Confining plasma with carefully shaped magnetic fields

A stellarator is a magnetic field configuration used to confine plasma, which is a mixture of electrically charged particles such as electrons and ions or positrons. Typically the magnetic field in a stellarator is created using electromagnetic coils. An example of a stellarator is shown in Figure 1.

Figure 1. Illustration of a stellarator. The W7-X device in Germany is shown.

The ability to confine particles has been a transformational tool in physics, associated with multiple Nobel prizes. To confine the particles in a high-temperature plasma, magnetic fields are the best option. Today, stellarators and other magnetic confinement configurations routinely confine plasmas with temperatures exceeding that of the core the sun, and they support temperature gradients 1000x that of the space shuttle’s tiles. One application of stellarators is to create the conditions for fusion, the process that powers stars. If made sufficiently efficient and economical, fusion could provide baseload electricity generation without greenhouse gas production, nuclear proliferation risk, or production of long-lived nuclear waste. Stellarators can also confine electron-positron plasmas relevant to astrophysics.

Figure 2. Motion of a charged particle in a curved magnetic field

How do the magnetic fields in a stellarator confine particles? To a first approximation, charged particles in a magnetic field B follow helical orbits around the field lines [figure 2]. The radius of the helix can be very small (<= millimeters), so there is confinement perpendicular to B but no confinement along it. To isolate hot plasma from cold, then, the field lines must lie on toroidal nested surfaces [figure 1], called magnetic surfaces or flux surfaces. One approach to achieving these nested surfaces is axisymmetry – continuous rotational symmetry – which is the approach taken in the ‘tokamak’ device, but the axisymmetric approach has important limitations. Ampere’s Law implies as axisymmetric confining magnetic field must have a large internal electric current; this current is hard to drive in steady state and it can provide energy for virulent instabilities. These difficulties are avoided if the true rotational symmetry is replaced by a weaker property with similar consequences to symmetry, ‘integrability’. While general non-axisymmetric magnetic fields have volume-filling field lines, unable to provide confinement since the unconfined particle motion along B connects the inside and outside, carefully optimized non-axisymmetric magnetic fields can have field lines approximately lying on nested surfaces. Such a field is said to be integrable. Field lines in such a field conserve any quantity that is constant on the surfaces, such as the flux of B inside it. Since magnetic field lines have a Hamiltonian structure, the understanding of integrable non-axisymmetric magnetic fields is closely related to general mathematical study of Hamiltonian dynamics. The modeling of integrable magnetic fields is complicated by the fact that there must be a self-consistent equilibrium achieved between Lorentz forces and plasma pressure gradients, and these equilibria have many mathematical subtleties.

A stellarator can therefore be defined as device that confines plasma using an integrable non-axisymmetric magnetic field.
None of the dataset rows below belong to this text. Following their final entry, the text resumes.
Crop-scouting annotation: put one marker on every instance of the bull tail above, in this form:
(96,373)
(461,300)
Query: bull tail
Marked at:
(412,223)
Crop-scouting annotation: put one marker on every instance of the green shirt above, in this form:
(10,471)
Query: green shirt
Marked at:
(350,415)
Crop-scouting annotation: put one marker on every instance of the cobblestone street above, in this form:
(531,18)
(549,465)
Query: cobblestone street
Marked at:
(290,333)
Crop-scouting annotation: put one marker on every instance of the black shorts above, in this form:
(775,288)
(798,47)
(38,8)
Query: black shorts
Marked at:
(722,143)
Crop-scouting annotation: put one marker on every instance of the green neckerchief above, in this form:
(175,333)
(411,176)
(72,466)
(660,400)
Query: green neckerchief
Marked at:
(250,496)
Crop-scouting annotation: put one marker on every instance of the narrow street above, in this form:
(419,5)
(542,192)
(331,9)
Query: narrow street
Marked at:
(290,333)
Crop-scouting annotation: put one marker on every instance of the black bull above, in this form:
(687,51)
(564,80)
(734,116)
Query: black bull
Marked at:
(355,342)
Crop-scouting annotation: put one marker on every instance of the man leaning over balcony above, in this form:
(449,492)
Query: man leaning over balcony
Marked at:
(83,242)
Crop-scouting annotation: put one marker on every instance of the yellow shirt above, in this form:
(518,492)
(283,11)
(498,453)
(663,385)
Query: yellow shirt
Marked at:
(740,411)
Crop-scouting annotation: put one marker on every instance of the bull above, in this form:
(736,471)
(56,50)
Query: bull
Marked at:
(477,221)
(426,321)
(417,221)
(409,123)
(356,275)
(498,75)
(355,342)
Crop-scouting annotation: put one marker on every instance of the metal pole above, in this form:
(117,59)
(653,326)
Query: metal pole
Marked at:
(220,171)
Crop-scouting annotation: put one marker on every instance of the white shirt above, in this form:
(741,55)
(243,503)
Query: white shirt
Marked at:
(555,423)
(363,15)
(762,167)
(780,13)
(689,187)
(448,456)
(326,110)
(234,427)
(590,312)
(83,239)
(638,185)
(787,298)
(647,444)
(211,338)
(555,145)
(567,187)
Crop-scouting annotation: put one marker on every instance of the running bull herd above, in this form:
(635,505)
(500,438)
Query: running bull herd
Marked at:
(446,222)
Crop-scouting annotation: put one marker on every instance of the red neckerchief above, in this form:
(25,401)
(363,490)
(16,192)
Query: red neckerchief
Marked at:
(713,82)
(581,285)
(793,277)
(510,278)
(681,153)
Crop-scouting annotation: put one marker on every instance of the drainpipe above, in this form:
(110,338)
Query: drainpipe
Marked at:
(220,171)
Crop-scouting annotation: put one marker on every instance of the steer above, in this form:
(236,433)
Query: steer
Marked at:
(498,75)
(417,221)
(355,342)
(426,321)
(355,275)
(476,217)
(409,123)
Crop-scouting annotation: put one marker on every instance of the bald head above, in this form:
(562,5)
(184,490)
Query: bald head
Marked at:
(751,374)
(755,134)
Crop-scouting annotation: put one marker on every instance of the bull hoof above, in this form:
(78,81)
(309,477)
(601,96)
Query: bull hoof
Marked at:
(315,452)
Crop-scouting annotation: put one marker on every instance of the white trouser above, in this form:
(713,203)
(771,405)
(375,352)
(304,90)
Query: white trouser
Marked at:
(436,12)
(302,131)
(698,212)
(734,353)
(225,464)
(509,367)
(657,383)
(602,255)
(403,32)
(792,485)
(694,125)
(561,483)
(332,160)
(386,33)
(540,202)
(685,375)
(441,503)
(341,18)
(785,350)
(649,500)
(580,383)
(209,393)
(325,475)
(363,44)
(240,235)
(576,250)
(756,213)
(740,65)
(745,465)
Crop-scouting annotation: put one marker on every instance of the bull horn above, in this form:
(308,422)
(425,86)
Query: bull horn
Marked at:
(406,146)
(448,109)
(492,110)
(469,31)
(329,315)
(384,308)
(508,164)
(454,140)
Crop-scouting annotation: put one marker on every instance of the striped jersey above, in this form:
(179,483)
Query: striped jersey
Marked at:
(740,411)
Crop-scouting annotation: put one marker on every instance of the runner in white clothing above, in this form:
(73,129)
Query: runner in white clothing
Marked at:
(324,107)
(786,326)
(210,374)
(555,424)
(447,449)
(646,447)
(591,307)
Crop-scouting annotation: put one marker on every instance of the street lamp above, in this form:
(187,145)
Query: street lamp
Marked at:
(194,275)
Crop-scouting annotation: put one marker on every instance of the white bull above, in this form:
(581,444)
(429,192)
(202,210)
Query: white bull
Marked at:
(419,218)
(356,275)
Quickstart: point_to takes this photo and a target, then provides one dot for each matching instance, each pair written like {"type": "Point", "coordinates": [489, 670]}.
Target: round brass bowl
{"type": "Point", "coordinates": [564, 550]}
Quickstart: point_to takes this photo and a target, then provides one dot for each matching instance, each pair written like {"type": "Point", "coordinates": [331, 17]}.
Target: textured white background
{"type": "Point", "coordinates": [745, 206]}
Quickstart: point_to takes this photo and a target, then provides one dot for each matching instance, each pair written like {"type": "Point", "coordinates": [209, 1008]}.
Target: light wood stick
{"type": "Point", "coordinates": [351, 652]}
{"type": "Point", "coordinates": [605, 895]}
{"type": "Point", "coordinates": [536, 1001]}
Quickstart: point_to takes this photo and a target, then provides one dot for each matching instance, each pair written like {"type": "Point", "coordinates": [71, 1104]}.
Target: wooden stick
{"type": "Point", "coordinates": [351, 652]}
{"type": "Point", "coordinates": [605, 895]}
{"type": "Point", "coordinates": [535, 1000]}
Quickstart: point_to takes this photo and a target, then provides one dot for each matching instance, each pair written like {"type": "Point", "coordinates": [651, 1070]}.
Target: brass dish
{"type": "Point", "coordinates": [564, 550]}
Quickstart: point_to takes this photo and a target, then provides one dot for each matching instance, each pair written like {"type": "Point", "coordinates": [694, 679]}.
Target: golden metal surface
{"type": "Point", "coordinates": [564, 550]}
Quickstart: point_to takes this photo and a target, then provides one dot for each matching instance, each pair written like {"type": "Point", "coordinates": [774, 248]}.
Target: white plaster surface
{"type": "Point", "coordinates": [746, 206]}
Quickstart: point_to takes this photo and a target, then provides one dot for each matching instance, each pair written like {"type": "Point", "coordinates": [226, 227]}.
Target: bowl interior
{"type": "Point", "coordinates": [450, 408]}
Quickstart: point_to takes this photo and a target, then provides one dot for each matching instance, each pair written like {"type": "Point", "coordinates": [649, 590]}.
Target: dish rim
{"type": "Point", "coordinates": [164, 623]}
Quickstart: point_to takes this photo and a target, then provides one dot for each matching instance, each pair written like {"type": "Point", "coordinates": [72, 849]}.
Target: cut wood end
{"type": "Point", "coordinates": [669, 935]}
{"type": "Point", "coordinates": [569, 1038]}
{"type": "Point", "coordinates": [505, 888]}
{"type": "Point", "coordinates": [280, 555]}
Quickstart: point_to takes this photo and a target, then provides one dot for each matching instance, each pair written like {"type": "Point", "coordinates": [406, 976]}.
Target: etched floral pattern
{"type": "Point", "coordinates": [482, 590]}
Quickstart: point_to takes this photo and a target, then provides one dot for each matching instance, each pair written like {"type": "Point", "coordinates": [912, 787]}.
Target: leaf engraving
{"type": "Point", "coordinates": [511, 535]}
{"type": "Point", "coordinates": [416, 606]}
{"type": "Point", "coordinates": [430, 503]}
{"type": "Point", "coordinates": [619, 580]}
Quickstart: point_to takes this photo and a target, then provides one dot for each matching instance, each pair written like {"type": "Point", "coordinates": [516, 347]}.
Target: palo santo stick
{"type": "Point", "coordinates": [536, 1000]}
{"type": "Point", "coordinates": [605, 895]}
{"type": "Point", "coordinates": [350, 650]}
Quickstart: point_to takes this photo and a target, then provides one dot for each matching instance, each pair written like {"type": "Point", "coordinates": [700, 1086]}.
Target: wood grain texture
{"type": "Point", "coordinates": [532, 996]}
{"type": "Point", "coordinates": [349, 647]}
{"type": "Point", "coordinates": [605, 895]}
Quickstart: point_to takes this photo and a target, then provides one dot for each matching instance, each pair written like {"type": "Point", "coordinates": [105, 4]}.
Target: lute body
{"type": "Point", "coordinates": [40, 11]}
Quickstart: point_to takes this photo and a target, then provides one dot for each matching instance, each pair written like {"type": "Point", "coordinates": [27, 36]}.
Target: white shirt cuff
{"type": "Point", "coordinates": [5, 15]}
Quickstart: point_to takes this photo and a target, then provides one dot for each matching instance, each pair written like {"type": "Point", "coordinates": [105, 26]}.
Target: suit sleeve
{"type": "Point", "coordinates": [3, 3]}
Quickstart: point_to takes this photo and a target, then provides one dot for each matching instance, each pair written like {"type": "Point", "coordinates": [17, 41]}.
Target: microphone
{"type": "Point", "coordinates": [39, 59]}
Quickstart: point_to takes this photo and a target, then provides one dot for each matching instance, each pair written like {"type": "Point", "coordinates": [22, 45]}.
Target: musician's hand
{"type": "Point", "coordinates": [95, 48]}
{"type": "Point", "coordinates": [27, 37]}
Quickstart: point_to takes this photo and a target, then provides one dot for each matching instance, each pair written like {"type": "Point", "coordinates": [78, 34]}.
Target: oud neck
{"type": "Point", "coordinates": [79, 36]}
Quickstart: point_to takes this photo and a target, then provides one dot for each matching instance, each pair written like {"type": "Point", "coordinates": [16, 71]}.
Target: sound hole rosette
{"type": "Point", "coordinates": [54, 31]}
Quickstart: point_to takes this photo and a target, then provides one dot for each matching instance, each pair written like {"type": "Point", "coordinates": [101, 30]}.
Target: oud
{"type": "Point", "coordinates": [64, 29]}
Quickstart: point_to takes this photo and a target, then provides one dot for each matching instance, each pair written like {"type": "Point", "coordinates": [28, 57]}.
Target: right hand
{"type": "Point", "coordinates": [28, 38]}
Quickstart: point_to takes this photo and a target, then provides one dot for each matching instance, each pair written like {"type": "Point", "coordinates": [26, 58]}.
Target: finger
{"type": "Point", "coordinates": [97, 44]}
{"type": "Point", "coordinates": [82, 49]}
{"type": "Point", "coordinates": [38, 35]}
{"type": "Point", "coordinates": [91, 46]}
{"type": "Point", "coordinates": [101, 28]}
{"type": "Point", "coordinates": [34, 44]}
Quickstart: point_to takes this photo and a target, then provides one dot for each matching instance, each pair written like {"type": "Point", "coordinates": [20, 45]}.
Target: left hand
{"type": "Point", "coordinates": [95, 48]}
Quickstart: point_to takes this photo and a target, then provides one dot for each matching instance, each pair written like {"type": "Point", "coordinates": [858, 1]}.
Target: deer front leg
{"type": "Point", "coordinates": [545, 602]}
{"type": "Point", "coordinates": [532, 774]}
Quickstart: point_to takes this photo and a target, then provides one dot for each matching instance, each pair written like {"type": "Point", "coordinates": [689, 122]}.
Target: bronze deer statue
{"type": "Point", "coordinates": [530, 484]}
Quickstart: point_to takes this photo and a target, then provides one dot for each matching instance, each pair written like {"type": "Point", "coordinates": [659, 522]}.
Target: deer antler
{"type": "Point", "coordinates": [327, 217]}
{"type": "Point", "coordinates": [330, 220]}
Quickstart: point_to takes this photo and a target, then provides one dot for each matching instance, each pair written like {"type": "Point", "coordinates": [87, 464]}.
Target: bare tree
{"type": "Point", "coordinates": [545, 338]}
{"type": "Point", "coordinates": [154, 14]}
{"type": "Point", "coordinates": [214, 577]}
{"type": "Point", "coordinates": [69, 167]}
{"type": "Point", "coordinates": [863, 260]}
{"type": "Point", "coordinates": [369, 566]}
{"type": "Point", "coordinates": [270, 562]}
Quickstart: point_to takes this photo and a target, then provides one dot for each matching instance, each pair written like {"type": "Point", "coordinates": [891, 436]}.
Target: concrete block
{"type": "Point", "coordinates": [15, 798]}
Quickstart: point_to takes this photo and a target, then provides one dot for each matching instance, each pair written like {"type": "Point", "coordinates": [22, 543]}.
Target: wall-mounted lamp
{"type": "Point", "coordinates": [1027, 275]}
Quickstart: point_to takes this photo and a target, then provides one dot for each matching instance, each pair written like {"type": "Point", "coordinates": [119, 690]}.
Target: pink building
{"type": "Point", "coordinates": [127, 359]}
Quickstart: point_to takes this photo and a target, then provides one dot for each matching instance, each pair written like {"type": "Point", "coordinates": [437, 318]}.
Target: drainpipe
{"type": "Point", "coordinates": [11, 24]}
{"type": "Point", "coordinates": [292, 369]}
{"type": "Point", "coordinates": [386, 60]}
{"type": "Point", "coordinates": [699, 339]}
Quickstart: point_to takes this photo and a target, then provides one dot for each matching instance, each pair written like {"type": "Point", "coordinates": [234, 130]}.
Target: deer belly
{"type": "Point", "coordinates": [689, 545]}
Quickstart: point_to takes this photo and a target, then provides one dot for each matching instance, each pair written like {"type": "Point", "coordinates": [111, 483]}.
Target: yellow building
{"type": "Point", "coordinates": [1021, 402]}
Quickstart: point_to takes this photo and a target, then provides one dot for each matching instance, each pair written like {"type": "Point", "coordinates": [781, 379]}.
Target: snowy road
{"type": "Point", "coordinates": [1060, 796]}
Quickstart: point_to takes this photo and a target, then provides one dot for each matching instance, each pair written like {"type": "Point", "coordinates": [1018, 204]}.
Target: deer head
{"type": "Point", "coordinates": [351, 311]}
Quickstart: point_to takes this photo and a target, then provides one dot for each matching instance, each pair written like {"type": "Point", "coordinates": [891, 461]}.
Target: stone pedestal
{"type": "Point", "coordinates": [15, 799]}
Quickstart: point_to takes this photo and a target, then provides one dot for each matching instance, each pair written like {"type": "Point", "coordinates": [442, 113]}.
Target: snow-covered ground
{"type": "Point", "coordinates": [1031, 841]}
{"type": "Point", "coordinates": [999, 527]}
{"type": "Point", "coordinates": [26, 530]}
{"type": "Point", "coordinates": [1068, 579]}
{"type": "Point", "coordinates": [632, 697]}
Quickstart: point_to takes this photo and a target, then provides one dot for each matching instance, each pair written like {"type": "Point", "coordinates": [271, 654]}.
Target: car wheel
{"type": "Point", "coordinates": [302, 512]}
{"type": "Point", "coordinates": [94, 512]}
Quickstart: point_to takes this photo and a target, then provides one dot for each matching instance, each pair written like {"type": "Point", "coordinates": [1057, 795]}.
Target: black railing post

There are several stellarators presently operating in the US – at the University of Wisconsin, Auburn University, the University of Illinois, and Columbia University, and there are other stellarators internationally. This is an exciting time for stellarator research, with the recent commencement of the Wendelstein 7-X (W7-X) experiment in Germany, the largest stellarator ever built.

Our group studies several aspects of stellarators. How can the shaping of a stellarator (both the geometry of the magnetic field and the shapes of the coils that produce it) be designed to give the best possible confinement of particles? What are effective numerical methods to compute the distribution function of particles in a stellarator magnetic field? How do electric currents that arise in the plasma modify the magnetic field from the external magnets? How is turbulence in the plasma affected by the geometry of the field, and how can we predict the losses of heat and particles due to this turbulence? How can the problem of stellarator design be formulated in a way that is most convenient for numerical solution?